The main object of the verification mission is to allow the return of displaced Albanians to their homes before winter. Also under the plan, NATO is allowed to fly unarmed planes over the region for surveillance.

And, in the most difficult part of the agreement to implement, Milosevic promised to work toward restoring autonomy to the overwhelming ethnic Albanian majority in Kosovo - a solution that diplomats long expected and one that will leave neither side satisfied - especially ethnic Albanians, many of whom still press for full independence.

Although NATO says it will continue to hold the threat of airstrikes over Milosevic for another week, there are signs that the idea of military intervention has been shelved. The American Embassy, for example, scaled down to a skeleton crew last week in anticipation of airstrikes. It was reportedly running at close-to-full capacity yesterday.

In Kosovo, despite the fact that Serbian troops are leaving the region, fighting continues, according to the American-led Kosovo Diplomatic Observer Mission.

The observer mission blames some of the aggression on the ethnic Albanian Kosovo Liberation Army, which has pledged to continue its fight for independence.

The KLA once claimed to control 40 percent of the territory in Kosovo, but it was severely beaten by a Serbian offensive that drove some 270,000 Albanians from their homes. It remains to be seen whether the guerrillas can regain their strength.

Diplomats say the KLA was indirectly consulted during the talks between Milosevic and Mr. Holbrooke, but it remains an unknown and critical element in the future of Kosovo. There are already indications it will escalate attacks as the Serbs pull out.

A renewal of large-scale fighting could provoke confrontation between the US and Russia, which opposed NATO moves against the Serbs. It also sets up the involvement of NATO members - and bitter rivals - Greece and Turkey, often described as the first dominoes in the spread of a Balkan war.

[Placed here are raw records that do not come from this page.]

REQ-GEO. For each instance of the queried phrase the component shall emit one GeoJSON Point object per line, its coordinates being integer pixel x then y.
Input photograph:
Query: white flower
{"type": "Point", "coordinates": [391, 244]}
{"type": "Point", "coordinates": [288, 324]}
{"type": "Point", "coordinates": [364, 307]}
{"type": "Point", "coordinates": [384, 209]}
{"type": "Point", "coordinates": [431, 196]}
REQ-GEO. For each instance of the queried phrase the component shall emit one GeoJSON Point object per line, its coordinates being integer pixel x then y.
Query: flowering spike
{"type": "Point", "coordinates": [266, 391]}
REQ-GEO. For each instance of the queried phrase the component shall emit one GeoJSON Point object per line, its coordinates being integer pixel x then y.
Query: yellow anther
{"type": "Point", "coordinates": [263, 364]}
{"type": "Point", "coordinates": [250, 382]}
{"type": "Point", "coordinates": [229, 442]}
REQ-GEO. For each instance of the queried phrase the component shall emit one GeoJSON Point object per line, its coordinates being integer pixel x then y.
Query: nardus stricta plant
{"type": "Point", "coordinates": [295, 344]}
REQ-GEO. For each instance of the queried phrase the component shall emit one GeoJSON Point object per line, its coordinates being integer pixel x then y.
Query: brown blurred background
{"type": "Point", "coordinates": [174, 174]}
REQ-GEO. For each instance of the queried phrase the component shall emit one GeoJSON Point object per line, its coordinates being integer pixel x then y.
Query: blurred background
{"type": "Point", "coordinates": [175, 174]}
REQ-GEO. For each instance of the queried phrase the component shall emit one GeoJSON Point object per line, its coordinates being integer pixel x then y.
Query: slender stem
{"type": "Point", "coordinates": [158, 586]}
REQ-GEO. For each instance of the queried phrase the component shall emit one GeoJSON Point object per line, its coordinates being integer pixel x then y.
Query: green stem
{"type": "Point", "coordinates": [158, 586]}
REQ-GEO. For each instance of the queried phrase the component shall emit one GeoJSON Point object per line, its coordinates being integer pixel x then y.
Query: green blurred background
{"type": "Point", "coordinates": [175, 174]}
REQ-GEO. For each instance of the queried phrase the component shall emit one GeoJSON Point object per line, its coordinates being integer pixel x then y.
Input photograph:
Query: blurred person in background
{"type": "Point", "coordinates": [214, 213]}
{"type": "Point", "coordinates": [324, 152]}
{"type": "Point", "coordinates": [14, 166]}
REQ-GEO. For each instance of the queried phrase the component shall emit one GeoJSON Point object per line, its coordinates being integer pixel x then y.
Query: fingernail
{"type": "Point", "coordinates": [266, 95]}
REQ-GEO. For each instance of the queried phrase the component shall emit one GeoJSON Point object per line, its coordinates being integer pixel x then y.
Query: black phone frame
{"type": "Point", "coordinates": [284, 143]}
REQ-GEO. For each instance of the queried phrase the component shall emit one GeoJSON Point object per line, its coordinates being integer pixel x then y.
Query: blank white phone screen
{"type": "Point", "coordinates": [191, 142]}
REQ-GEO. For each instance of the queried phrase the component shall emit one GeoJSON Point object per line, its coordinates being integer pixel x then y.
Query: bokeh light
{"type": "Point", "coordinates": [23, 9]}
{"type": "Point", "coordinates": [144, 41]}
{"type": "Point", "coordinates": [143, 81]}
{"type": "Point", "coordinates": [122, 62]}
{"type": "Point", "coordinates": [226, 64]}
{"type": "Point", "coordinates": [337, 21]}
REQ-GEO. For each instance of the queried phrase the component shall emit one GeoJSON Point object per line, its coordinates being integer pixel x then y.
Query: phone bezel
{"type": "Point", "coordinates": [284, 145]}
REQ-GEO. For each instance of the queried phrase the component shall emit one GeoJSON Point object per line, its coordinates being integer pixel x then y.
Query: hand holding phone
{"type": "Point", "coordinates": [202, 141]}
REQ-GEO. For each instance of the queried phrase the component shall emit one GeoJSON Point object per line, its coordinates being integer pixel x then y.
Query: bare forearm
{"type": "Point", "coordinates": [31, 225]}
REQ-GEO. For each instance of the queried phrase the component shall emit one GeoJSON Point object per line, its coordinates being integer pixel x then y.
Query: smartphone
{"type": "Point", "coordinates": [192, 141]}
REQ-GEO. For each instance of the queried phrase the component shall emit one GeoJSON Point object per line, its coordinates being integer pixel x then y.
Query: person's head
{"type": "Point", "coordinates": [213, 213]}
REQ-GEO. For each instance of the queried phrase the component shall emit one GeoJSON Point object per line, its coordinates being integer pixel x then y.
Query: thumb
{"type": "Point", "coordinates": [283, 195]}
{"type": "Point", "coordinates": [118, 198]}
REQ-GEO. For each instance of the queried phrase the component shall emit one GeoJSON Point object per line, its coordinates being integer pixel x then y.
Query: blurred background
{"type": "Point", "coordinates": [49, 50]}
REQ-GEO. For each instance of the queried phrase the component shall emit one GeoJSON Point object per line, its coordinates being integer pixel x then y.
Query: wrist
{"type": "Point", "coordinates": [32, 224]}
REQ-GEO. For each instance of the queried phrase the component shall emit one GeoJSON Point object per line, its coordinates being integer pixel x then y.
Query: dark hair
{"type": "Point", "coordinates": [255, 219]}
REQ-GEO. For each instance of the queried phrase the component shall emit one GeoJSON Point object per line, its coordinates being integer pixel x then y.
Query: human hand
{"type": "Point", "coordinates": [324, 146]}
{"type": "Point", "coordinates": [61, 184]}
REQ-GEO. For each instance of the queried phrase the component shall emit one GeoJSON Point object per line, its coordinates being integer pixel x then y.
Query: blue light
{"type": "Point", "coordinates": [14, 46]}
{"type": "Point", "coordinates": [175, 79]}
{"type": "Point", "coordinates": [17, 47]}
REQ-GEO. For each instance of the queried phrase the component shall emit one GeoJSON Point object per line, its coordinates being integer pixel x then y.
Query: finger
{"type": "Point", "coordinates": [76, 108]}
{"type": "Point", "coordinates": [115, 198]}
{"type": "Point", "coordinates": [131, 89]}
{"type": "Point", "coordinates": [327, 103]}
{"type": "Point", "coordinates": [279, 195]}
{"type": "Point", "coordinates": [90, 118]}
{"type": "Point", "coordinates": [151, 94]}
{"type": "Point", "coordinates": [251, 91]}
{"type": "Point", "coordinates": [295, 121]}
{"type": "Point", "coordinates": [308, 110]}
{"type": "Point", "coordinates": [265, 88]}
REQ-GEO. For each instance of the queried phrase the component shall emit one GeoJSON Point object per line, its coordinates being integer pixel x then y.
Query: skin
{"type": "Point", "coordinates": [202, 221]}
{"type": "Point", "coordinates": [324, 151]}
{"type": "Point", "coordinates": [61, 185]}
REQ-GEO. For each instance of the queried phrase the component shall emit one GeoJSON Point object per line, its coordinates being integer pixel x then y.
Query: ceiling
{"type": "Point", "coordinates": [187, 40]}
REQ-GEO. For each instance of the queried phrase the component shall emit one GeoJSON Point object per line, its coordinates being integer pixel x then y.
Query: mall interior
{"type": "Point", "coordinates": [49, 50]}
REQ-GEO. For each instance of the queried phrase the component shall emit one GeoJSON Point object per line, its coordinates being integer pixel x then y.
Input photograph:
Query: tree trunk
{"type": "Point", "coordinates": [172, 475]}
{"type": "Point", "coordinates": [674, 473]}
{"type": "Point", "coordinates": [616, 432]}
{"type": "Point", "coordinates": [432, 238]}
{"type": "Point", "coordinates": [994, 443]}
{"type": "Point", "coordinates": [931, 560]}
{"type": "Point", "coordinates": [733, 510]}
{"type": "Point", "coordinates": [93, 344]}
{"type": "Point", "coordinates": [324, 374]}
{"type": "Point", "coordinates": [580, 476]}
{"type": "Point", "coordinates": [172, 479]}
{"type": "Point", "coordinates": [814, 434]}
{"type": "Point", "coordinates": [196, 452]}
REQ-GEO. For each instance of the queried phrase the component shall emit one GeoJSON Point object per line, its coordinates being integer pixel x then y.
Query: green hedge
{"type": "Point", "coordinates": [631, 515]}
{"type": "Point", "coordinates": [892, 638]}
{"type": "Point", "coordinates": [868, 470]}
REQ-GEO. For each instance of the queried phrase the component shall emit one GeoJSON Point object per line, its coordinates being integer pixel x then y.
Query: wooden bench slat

This weekend the KLA rejected the peace plan and its leaders complained that they had not been adequately included in talks. "We appreciated the threat of the international community," the KLA said in a statement. "But we do not agree with the Milosevic-Holbrooke accord, which only provided space for Milosevic to continue the war, genocide, and massacres."

If the fighting does continue, the 2,000 unarmed OSCE observers on the ground will be in a precarious position; they could be used as human shields or hostages. Or, they could be used by the Serbs to prevent the KLA from regaining ground, reinforcing Serb military gains of the past few months and saving the government the estimated $2 million-per-day cost of fighting a war in Kosovo.

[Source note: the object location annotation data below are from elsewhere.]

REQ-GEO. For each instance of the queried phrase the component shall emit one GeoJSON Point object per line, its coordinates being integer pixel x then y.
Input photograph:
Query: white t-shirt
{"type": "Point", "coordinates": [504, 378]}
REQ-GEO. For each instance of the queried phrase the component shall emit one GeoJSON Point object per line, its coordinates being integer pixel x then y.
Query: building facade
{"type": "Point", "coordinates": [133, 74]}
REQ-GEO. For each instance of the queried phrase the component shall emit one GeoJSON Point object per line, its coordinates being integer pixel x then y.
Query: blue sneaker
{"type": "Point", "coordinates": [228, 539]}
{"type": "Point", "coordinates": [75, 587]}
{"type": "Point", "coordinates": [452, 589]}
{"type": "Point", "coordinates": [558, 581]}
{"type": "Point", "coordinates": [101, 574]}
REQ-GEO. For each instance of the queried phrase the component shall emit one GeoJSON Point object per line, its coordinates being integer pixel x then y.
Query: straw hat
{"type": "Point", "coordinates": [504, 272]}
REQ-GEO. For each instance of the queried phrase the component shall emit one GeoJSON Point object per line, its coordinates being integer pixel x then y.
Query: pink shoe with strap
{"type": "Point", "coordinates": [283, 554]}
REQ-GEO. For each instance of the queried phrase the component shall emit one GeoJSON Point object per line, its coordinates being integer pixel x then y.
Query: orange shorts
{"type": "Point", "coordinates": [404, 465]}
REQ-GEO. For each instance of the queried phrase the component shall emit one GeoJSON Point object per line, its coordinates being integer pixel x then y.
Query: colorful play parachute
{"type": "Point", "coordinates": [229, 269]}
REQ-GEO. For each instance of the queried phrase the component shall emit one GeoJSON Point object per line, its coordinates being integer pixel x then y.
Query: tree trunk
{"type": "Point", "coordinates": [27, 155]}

An advance OSCE team has already arrived in Belgrade and is expected to be in Kosovo soon. "Of course there's a lot of concern for them," says a diplomat in Kosovo. "And from what we've seen so far they have serious problems with organization."

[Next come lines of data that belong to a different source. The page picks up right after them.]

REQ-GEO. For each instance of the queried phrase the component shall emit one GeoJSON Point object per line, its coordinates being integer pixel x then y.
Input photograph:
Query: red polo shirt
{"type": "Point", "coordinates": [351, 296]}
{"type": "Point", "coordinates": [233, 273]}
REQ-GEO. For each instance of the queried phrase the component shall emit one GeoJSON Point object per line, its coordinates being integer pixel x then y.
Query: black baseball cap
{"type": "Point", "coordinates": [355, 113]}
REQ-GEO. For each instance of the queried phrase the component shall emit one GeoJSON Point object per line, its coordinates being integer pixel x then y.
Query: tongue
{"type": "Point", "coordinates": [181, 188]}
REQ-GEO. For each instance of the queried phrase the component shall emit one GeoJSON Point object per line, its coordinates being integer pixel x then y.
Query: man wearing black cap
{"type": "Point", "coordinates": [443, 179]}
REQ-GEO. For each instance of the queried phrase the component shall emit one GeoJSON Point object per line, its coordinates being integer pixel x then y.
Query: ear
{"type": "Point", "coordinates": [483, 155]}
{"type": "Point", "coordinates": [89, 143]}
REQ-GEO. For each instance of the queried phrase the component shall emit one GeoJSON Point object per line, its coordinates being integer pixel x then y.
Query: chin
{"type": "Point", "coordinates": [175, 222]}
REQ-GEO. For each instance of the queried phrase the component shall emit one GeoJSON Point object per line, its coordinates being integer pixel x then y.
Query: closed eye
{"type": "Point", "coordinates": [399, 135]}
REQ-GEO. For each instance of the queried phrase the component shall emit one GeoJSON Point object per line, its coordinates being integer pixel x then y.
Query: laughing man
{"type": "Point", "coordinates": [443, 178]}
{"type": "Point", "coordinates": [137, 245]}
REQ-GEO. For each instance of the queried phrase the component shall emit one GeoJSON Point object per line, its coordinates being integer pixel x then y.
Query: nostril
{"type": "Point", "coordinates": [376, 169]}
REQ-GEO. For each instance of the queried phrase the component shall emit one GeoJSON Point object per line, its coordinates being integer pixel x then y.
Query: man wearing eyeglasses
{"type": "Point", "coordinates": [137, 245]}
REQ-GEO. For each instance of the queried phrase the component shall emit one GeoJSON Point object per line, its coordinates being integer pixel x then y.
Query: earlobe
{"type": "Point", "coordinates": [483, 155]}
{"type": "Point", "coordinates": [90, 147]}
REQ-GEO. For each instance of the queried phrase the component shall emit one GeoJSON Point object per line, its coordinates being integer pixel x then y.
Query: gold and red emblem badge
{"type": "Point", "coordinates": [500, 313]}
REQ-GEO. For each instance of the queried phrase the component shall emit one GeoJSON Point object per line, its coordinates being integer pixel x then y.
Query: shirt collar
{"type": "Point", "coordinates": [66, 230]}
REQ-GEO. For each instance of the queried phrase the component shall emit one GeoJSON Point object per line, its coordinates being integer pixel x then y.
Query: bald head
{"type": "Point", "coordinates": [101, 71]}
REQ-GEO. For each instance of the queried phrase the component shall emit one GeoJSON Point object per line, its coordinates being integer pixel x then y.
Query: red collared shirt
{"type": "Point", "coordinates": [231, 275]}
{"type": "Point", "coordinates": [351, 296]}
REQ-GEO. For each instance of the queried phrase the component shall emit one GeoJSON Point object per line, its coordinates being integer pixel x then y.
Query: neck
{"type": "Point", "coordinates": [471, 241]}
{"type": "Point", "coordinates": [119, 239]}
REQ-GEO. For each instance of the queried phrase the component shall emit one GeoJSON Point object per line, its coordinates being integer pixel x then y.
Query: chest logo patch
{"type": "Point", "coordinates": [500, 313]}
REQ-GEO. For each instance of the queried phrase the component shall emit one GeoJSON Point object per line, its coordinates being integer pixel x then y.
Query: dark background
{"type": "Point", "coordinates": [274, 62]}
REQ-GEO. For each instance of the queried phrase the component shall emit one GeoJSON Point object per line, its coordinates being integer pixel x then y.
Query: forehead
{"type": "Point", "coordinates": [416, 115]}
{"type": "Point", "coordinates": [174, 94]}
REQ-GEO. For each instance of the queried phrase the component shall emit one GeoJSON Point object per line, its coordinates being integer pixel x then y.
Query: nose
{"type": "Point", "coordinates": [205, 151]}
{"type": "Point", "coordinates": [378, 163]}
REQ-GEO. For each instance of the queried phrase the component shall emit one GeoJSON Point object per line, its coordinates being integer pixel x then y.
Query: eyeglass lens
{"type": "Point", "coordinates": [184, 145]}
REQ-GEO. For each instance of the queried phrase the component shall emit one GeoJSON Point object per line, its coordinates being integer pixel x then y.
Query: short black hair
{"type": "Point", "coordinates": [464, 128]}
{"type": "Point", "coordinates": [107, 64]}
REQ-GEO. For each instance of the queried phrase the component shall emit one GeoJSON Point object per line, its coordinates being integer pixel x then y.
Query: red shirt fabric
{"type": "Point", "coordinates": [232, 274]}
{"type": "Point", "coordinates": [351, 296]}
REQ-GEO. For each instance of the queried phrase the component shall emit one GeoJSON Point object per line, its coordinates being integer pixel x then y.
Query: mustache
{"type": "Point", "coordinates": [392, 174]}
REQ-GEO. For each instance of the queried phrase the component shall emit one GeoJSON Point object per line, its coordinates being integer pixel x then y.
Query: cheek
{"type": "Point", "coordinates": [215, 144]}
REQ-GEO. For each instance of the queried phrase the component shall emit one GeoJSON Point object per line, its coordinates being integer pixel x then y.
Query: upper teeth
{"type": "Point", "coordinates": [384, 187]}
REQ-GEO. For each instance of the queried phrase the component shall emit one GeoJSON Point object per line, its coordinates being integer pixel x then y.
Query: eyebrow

In Belgrade, tension is also flaring in the wake of the Holbrooke-Milosevic pact. The Serbian government, in an apparent attempt to consolidate its power while threatened with airstrikes, shut down two independent daily newspapers, Dnevni Telegraf and Danas. Earlier they closed the popular student-run Radio Index.

Vojislav Seselj, the deputy prime minister and Radical Party leader, said late last week he would push for a measure to permanently ban independent media, as well as broadcasts of foreign news services like the BBC and Voice of America.

"We crushed the terrorist organizations in Kosovo...." Mr. Seselj said. "Now we will ban foreign broadcasts until the government changes - and your hair will turn gray before that happens."

In response to the media crackdown, which was backed by Milosevic, students have begun small daily protests. This week they are expected to announce a general platform that should attract more demonstrators.

They say they are fighting a difficult battle - with a demoralized populace and a repressive leader who just gets stronger. Two years ago, they held massive demonstrations that captured the attention of the world but failed to topple the government.

"At the moment I'm not optimistic," says one of the student leaders, Ivan Marovic. "It's a battle between David and Goliath. But we won't give up. We'll keep fighting for what is right."